Barcelona bu sezonki ikinci yenilgisini aldı.
İkisinde de Messi yoktu. Messi'nin yokluğunda iki maçta 5 atmışlığı da var evet. Ancak meselenin şifreleri var. Takım ne kadar yıldızlar topluluğu olsa da Messi'nin organizatörlüğüne alışmış takım zaman zaman bocalayabiliyor.
Hatta 3-0 geriye bile düşebiliyor. Messi elbette ki aykırı bir oyuncu. Bu durumun bizim ligimize yansımasını da belki şöyle açıklayabiliriz. Cumartesi'nden başlayalım.
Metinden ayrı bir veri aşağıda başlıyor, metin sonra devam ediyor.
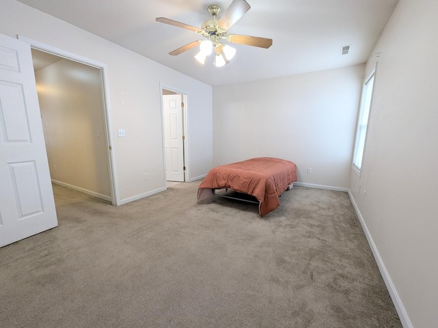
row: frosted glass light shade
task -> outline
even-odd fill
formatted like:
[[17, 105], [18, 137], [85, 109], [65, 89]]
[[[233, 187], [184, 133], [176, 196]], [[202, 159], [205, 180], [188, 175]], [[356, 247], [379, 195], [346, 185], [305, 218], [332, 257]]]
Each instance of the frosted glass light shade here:
[[213, 44], [209, 40], [203, 40], [199, 45], [201, 52], [206, 56], [208, 56], [213, 51]]
[[235, 55], [235, 49], [228, 44], [224, 45], [223, 49], [227, 60], [231, 60]]
[[221, 54], [215, 54], [214, 55], [214, 66], [216, 67], [222, 67], [224, 65], [225, 65], [227, 64], [227, 62], [225, 62], [225, 59], [224, 59], [224, 57], [222, 56]]
[[207, 56], [205, 56], [205, 55], [204, 53], [203, 53], [202, 51], [199, 51], [198, 53], [198, 54], [196, 56], [194, 56], [194, 57], [196, 59], [196, 60], [198, 62], [199, 62], [201, 64], [202, 64], [203, 65], [205, 62], [205, 57], [206, 57]]

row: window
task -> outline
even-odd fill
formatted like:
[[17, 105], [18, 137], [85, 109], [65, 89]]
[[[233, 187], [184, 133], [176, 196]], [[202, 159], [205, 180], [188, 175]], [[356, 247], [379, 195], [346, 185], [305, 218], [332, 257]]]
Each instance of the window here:
[[353, 169], [358, 174], [361, 173], [362, 159], [363, 159], [363, 150], [365, 150], [365, 140], [368, 127], [368, 118], [370, 117], [370, 108], [371, 107], [371, 98], [372, 97], [372, 89], [374, 85], [374, 68], [363, 82], [362, 87], [362, 98], [361, 100], [361, 108], [357, 120], [357, 129], [356, 131], [356, 143], [355, 144], [355, 153], [353, 155]]

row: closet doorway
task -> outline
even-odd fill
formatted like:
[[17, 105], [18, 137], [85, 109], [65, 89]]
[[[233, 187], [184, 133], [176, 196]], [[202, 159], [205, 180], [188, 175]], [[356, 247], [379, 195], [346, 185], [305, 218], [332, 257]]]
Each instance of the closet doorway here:
[[31, 46], [52, 183], [117, 205], [103, 68]]
[[186, 95], [162, 85], [163, 144], [166, 184], [172, 187], [187, 181]]

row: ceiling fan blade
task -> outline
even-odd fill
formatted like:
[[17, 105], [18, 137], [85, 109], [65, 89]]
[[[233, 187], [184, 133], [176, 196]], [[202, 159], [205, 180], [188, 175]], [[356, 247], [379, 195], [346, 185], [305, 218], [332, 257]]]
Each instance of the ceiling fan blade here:
[[185, 46], [181, 46], [181, 48], [178, 48], [177, 49], [174, 50], [173, 51], [170, 51], [169, 55], [172, 55], [172, 56], [179, 55], [184, 51], [186, 51], [192, 48], [194, 48], [201, 42], [201, 40], [197, 41], [194, 41], [192, 42], [189, 43], [188, 44], [185, 44]]
[[246, 44], [247, 46], [259, 46], [268, 49], [272, 45], [272, 39], [259, 38], [258, 36], [240, 36], [239, 34], [230, 34], [227, 40], [232, 43]]
[[179, 23], [176, 20], [166, 18], [164, 17], [157, 17], [155, 18], [155, 20], [159, 23], [164, 23], [164, 24], [168, 24], [169, 25], [173, 25], [177, 27], [182, 27], [183, 29], [190, 29], [190, 31], [193, 31], [196, 33], [203, 33], [203, 30], [198, 29], [198, 27], [195, 27], [194, 26], [192, 25], [188, 25], [187, 24], [184, 24], [183, 23]]
[[233, 0], [218, 22], [218, 26], [227, 31], [239, 20], [251, 7], [245, 0]]

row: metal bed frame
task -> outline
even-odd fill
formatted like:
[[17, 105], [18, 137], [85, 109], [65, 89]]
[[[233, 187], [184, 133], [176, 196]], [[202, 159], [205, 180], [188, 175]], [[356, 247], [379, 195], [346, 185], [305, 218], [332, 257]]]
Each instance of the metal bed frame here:
[[[291, 183], [289, 186], [287, 186], [287, 188], [286, 188], [286, 190], [290, 190], [293, 187], [294, 187], [294, 182]], [[240, 200], [242, 202], [246, 202], [247, 203], [260, 204], [260, 202], [258, 200], [256, 202], [255, 200], [245, 200], [244, 198], [240, 198], [238, 197], [233, 197], [233, 196], [229, 196], [228, 195], [220, 195], [219, 193], [216, 193], [216, 190], [222, 190], [224, 188], [220, 188], [218, 189], [216, 189], [214, 188], [211, 189], [211, 191], [213, 191], [213, 202], [216, 202], [216, 196], [218, 196], [218, 197], [222, 197], [223, 198], [229, 198], [230, 200]], [[225, 193], [227, 193], [227, 192], [228, 191], [228, 189], [233, 190], [231, 188], [224, 188], [224, 189], [225, 189]], [[233, 190], [233, 191], [235, 191], [237, 193], [241, 193], [242, 195], [248, 195], [247, 193], [240, 193], [239, 191], [235, 191], [235, 190]], [[251, 195], [249, 195], [252, 196]], [[281, 195], [279, 195], [279, 197], [281, 197]]]
[[[227, 192], [228, 191], [228, 189], [230, 190], [233, 190], [231, 188], [225, 188], [225, 193], [227, 193]], [[220, 189], [218, 190], [222, 190], [223, 189], [223, 188], [221, 188]], [[218, 197], [222, 197], [224, 198], [229, 198], [230, 200], [240, 200], [242, 202], [246, 202], [248, 203], [253, 203], [253, 204], [259, 204], [259, 202], [257, 200], [257, 202], [255, 202], [255, 200], [245, 200], [244, 198], [240, 198], [238, 197], [233, 197], [233, 196], [229, 196], [228, 195], [220, 195], [220, 193], [216, 193], [216, 189], [212, 189], [211, 191], [213, 191], [213, 202], [216, 202], [216, 196]], [[239, 191], [235, 191], [236, 193], [239, 193]], [[242, 193], [243, 194], [243, 193]], [[246, 195], [246, 194], [245, 194]]]

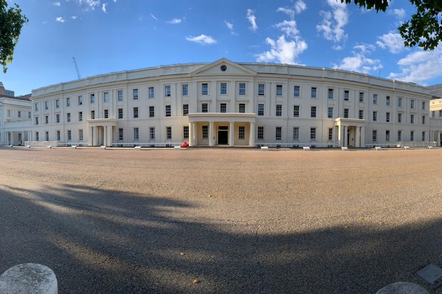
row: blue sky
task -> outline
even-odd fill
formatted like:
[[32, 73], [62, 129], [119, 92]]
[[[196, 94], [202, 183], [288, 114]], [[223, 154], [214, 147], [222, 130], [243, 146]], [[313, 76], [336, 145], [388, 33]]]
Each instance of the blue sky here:
[[160, 65], [267, 62], [339, 68], [423, 85], [442, 83], [442, 46], [406, 48], [414, 12], [336, 0], [13, 0], [29, 23], [0, 80], [24, 95], [82, 78]]

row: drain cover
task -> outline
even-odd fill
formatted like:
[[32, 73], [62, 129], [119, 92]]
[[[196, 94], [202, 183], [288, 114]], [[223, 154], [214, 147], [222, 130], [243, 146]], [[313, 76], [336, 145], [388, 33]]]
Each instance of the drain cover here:
[[433, 289], [442, 285], [442, 268], [440, 265], [433, 263], [428, 263], [418, 268], [413, 274]]

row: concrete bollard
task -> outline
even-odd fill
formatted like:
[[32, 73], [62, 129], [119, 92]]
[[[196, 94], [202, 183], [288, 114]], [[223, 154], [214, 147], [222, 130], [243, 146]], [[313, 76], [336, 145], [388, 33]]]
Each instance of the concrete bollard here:
[[47, 266], [24, 263], [0, 275], [0, 294], [57, 294], [57, 278]]

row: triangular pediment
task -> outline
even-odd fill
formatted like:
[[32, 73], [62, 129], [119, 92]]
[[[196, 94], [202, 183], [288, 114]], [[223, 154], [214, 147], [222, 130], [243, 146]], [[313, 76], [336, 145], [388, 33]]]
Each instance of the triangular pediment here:
[[190, 75], [255, 75], [257, 73], [227, 58], [221, 58], [190, 73]]

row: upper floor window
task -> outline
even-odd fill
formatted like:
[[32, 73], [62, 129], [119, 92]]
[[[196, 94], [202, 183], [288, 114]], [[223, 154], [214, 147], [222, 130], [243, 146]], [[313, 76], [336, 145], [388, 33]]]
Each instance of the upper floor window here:
[[277, 85], [277, 96], [282, 96], [282, 85]]
[[164, 97], [170, 97], [170, 85], [164, 86]]
[[209, 94], [209, 84], [207, 83], [204, 83], [201, 84], [201, 95], [208, 95]]
[[265, 84], [258, 84], [258, 95], [264, 96], [265, 90]]
[[245, 83], [240, 83], [239, 95], [245, 95]]

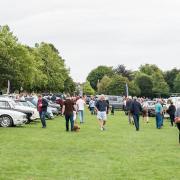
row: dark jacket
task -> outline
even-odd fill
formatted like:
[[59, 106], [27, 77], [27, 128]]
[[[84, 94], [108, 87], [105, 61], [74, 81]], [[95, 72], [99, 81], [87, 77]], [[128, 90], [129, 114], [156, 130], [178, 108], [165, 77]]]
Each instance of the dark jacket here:
[[142, 111], [141, 104], [138, 101], [134, 100], [131, 105], [131, 113], [139, 114], [141, 111]]
[[176, 112], [176, 107], [173, 104], [171, 104], [167, 110], [167, 113], [169, 115], [175, 115], [175, 112]]

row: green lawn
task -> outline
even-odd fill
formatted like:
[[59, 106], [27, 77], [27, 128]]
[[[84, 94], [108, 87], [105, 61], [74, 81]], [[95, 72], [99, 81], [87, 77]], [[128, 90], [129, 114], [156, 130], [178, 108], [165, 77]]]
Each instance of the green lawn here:
[[0, 128], [0, 180], [180, 179], [178, 131], [169, 122], [161, 130], [155, 120], [141, 120], [140, 131], [123, 112], [109, 115], [99, 130], [86, 112], [79, 133], [65, 132], [62, 117], [16, 128]]

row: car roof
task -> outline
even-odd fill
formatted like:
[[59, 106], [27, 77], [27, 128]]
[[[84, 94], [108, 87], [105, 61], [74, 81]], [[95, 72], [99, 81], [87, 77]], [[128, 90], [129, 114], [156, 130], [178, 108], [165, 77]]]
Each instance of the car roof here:
[[12, 99], [8, 97], [0, 97], [0, 101], [12, 101]]

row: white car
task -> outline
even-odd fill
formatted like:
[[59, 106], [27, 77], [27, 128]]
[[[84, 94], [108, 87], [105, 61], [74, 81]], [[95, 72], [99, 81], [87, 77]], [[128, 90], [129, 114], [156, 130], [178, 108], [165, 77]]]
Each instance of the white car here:
[[19, 106], [15, 103], [13, 99], [6, 98], [6, 97], [0, 97], [0, 109], [16, 110], [16, 111], [22, 112], [26, 114], [28, 122], [32, 120], [31, 118], [32, 118], [32, 115], [34, 114], [34, 110], [32, 108]]
[[0, 126], [11, 127], [16, 125], [22, 125], [26, 122], [27, 122], [26, 114], [15, 110], [0, 108]]
[[15, 102], [16, 102], [15, 107], [18, 107], [18, 109], [23, 108], [26, 110], [29, 109], [29, 110], [33, 111], [33, 114], [31, 116], [31, 120], [36, 120], [36, 119], [40, 118], [37, 107], [35, 105], [33, 105], [31, 102], [25, 101], [25, 100], [15, 100]]

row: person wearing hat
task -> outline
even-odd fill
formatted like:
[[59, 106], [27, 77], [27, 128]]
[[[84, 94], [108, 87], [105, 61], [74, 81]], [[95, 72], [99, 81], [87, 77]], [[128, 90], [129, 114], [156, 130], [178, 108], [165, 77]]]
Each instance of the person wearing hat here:
[[142, 111], [142, 106], [137, 101], [137, 97], [134, 97], [132, 105], [131, 105], [131, 113], [133, 115], [136, 131], [139, 131], [139, 114], [140, 114], [141, 111]]

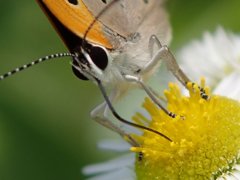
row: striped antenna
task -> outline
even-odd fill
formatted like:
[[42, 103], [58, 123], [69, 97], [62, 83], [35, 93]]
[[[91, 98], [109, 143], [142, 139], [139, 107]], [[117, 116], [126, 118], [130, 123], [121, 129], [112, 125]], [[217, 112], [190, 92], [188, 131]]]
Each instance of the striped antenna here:
[[18, 73], [18, 72], [21, 72], [25, 69], [28, 69], [36, 64], [39, 64], [39, 63], [42, 63], [42, 62], [45, 62], [47, 60], [53, 60], [53, 59], [56, 59], [56, 58], [63, 58], [63, 57], [75, 57], [76, 55], [75, 54], [72, 54], [72, 53], [57, 53], [57, 54], [52, 54], [52, 55], [49, 55], [49, 56], [45, 56], [43, 58], [39, 58], [35, 61], [32, 61], [28, 64], [25, 64], [23, 66], [20, 66], [16, 69], [13, 69], [12, 71], [9, 71], [3, 75], [0, 76], [0, 81], [1, 80], [4, 80], [5, 78], [9, 77], [9, 76], [12, 76], [14, 75], [15, 73]]

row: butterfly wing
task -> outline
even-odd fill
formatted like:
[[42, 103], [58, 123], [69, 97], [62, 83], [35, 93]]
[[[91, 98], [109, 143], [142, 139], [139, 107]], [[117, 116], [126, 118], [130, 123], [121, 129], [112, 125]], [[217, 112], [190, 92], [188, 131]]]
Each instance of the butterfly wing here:
[[[82, 0], [76, 0], [76, 4], [70, 0], [37, 0], [37, 2], [43, 7], [48, 17], [56, 18], [65, 28], [79, 38], [83, 38], [95, 19]], [[50, 18], [50, 20], [56, 27], [53, 18]], [[56, 29], [59, 31], [58, 28]], [[111, 49], [112, 45], [103, 33], [103, 29], [103, 25], [96, 21], [87, 35], [87, 40]]]

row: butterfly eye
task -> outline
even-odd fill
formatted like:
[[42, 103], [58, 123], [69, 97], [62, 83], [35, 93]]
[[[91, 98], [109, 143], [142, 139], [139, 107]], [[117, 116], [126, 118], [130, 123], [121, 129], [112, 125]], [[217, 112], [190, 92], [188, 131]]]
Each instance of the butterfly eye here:
[[78, 69], [76, 69], [76, 67], [79, 67], [79, 64], [78, 64], [77, 60], [73, 59], [72, 71], [73, 71], [74, 75], [77, 76], [77, 78], [79, 78], [81, 80], [84, 80], [84, 81], [89, 80]]
[[73, 5], [78, 5], [78, 0], [68, 0], [68, 2]]
[[94, 64], [101, 70], [106, 69], [108, 65], [108, 55], [104, 48], [100, 46], [92, 46], [89, 51], [89, 56], [91, 57]]

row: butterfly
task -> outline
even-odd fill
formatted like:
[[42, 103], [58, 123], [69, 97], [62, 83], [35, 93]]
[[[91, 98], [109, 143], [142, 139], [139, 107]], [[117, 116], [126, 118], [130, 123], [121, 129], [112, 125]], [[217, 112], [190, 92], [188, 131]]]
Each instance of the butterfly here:
[[[72, 70], [81, 80], [96, 83], [104, 102], [91, 117], [103, 126], [135, 141], [108, 118], [108, 112], [123, 123], [143, 128], [170, 140], [164, 134], [122, 118], [112, 103], [132, 87], [141, 87], [149, 97], [168, 112], [145, 81], [165, 61], [168, 69], [186, 86], [189, 78], [180, 69], [167, 47], [171, 27], [162, 0], [37, 0], [69, 50], [40, 58], [2, 76], [0, 80], [37, 63], [69, 56]], [[162, 45], [164, 44], [164, 45]], [[111, 88], [110, 95], [105, 87]]]

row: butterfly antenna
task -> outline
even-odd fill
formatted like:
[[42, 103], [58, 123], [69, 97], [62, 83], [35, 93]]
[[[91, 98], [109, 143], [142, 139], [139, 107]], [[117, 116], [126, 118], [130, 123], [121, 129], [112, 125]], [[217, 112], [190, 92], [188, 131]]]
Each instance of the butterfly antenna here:
[[25, 70], [25, 69], [28, 69], [28, 68], [36, 65], [36, 64], [45, 62], [45, 61], [47, 61], [47, 60], [54, 60], [54, 59], [57, 59], [57, 58], [75, 57], [75, 56], [76, 56], [76, 55], [75, 55], [75, 54], [72, 54], [72, 53], [57, 53], [57, 54], [52, 54], [52, 55], [49, 55], [49, 56], [45, 56], [45, 57], [43, 57], [43, 58], [39, 58], [39, 59], [37, 59], [37, 60], [35, 60], [35, 61], [32, 61], [32, 62], [30, 62], [30, 63], [28, 63], [28, 64], [25, 64], [25, 65], [23, 65], [23, 66], [20, 66], [20, 67], [18, 67], [18, 68], [16, 68], [16, 69], [13, 69], [12, 71], [9, 71], [9, 72], [1, 75], [1, 76], [0, 76], [0, 81], [6, 79], [6, 78], [9, 77], [9, 76], [12, 76], [12, 75], [18, 73], [18, 72], [21, 72], [21, 71], [23, 71], [23, 70]]
[[[91, 22], [91, 24], [88, 26], [84, 36], [83, 36], [83, 43], [86, 42], [86, 37], [89, 33], [89, 31], [92, 29], [93, 25], [96, 23], [96, 21], [108, 10], [108, 8], [110, 8], [111, 6], [113, 6], [116, 2], [118, 2], [119, 0], [113, 0], [111, 1], [109, 4], [107, 4], [100, 12], [99, 14], [95, 17], [95, 19]], [[106, 3], [106, 1], [104, 1]], [[84, 44], [83, 44], [84, 45]]]

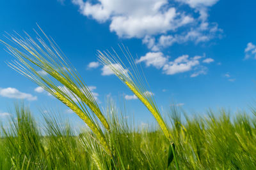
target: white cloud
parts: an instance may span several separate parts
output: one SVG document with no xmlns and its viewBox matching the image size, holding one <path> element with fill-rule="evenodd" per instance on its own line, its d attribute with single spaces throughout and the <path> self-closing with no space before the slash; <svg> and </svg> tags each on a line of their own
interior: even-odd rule
<svg viewBox="0 0 256 170">
<path fill-rule="evenodd" d="M 168 61 L 168 57 L 164 56 L 161 52 L 148 52 L 137 60 L 136 62 L 144 62 L 147 66 L 152 66 L 157 69 L 162 69 L 163 73 L 168 75 L 194 70 L 194 73 L 190 76 L 196 77 L 207 73 L 207 68 L 200 64 L 200 60 L 204 58 L 205 55 L 204 54 L 202 56 L 196 55 L 189 57 L 188 55 L 183 55 L 173 61 Z M 213 61 L 212 59 L 207 58 L 202 63 L 209 64 Z"/>
<path fill-rule="evenodd" d="M 218 37 L 222 30 L 217 24 L 207 21 L 208 8 L 218 1 L 95 0 L 92 3 L 72 0 L 84 16 L 100 23 L 109 21 L 110 31 L 119 38 L 141 38 L 153 51 L 175 43 L 193 41 L 198 43 Z M 185 11 L 182 4 L 188 5 L 192 10 Z"/>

Beşiktaş'ın da Rize'de bu bölgesi eksikti.
Talisca ve Oğuzhan'la oynamaya alışmış Kartal'ın zorlanacağı gerçekti ki nitekim öyle oldu.
Bu gibi durumlarda bir takım çeşitli yollara başvurur. Ya kanatlardan saldırıp yan toplarla golcünü buluşturursun ya da dış şutlarla skor üretmeye çalışırsın. Nitekim gol de böyle geldi.
Gerekli formül
Pazar günkü iki maçla devam edelim. G.Saray'ın böylesi bir adamı vardı. Sneijder. Ancak o da sakatlanıp çıktı. Böyle olunca yukarıda bahsettiğimiz formül devreye girdi. Nitekim zaten ilk gol duran toptan, diğerleri de kanat bindirmelerinden geldi.
G.Saray'ın oyun içindeki varyasyonlarını çoğaltıp bu sezon daha çok tehlike yaratmasının sebebi bu. Fakat bunu da doğru isimlerle yapmak zorundasın. Pazar günkü bir diğer maç. F.Bahçe'nin de aynı Beşiktaş gibi zorlanacağı ortadaydı. Sebebi ise açık. Zaten elinde Talisca ve Sneijder gibi oyunu yönlendiren bir isim olmaması nedeniyle hücuma çıkarken hep sıkıntı yaşayan ekip bir de Lens'in yokluğu ile kanatlanamadı da. Bunu yapabilen diğer isimlerin çabası ise yetmedi.
Van Persie'yi hava hakimiyeti için ikinci yarıda oyuna almak doğru bir karar olsa da (ki gol de böyle geldi) hücum zenginliği için gerekli ortalar eksik kaldı.
Volkan Şen'in hızı ile topu doğru kullanma arasındaki bağı birleştirmesi gerekiyor. F.Bahçe'nin iki yönlü bir sistem oturtması için orta sahasının ortasına takviye yapması şart. Aksi halde bu maçtaki aksaklıklar hep olur, olmaya da devam eder.
Meselenin ana fikri
Yazıyı yine Barcelona ile kapatarak durumu özetleyelim. Buldukları 3 golün ikisinin yan toplardan ve Pique'den gelmesi hadisenin ana fikri gibi duruyor.
Yetenekli ayaklarını kullanıp orta sahadan rakibin dengesini bozamadığı anlarda hava hakimiyeti en güçlü ismin yani Pique'nin devreye girmesi o kadar normal ki. Fakat ortaya çıkan sonuç gibi bu hesap bile zaman zaman tutmuyor.